Each model answered the same practical local-assistant prompt with temperature 0, num_ctx 2048, and num_predict 128.

One measured speed formula

Tokens per second uses Ollama returned eval_count divided by eval_duration, not a hand-timed impression.

Memory and speed together

A model only counts as recommended when it leaves useful headroom and still answers quickly enough for casual work.

Fixed prompt

The prompt asked for a concise six-bullet recommendation for running a private local AI assistant on an 8GB RAM CPU-only laptop, including model size, context length, and what to avoid.

temperature: 0
num_predict: 128
num_ctx: 2048
speed: eval_count / eval_duration from Ollama
memory: docker stats after each model run

Screenshot of the local Ollama API model list showing qwen2.5:0.5b and qwen3:4b — Computer Use opened the live local Ollama API at 127.0.0.1:11434/api/tags on this Mac; the screenshot shows qwen2.5:0.5b after the pull completed.

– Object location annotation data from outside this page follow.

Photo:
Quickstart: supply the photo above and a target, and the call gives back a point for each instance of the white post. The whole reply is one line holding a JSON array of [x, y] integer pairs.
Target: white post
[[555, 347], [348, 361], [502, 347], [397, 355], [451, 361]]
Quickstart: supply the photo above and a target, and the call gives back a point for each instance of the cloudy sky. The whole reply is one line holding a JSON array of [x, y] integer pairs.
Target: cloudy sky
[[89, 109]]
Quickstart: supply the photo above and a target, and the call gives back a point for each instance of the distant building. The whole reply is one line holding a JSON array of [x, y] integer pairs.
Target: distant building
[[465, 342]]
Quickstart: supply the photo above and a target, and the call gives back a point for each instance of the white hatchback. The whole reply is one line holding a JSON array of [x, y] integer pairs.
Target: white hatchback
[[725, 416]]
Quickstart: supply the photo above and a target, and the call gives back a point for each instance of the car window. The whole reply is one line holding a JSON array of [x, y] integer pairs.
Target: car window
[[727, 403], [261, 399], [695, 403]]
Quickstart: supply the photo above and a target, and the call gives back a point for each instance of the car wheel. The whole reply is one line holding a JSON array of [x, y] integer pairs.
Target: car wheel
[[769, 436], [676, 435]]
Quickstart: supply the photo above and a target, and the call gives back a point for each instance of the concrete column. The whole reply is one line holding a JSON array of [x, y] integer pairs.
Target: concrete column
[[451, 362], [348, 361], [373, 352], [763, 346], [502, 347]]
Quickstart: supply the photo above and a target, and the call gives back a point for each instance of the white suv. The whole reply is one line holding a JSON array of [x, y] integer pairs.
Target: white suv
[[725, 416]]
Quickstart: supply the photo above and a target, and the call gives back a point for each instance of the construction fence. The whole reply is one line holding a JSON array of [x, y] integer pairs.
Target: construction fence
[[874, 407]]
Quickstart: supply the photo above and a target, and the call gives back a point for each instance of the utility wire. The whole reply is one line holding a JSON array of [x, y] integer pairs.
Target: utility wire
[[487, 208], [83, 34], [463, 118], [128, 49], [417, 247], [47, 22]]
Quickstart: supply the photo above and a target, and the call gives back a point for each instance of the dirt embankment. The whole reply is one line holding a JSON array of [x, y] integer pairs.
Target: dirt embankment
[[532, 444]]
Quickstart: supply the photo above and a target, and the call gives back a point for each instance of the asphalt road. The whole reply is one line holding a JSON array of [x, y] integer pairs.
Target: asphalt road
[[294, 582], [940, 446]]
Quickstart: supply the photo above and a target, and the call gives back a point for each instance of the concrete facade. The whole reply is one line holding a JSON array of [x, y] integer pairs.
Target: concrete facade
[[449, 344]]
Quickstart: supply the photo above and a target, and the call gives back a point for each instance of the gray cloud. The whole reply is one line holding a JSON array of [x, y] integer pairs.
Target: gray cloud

Raw Docker inspect and stats output proving an 8GiB memory limit and no GPU request — Docker inspect and stats show Memory=8589934592, MemorySwap=8589934592, and GPURequests=null.

Raw Ollama model list showing six tested model tags inside the 8GiB container — The tested model list was captured inside the same Ollama container before the article was written.

Results

Tested Ollama models for 8GB RAM

The table ranks the models by practical fit, not just size. A 7B model that loads but takes 30 seconds for 128 generated tokens is less useful than a smaller model that leaves the computer responsive.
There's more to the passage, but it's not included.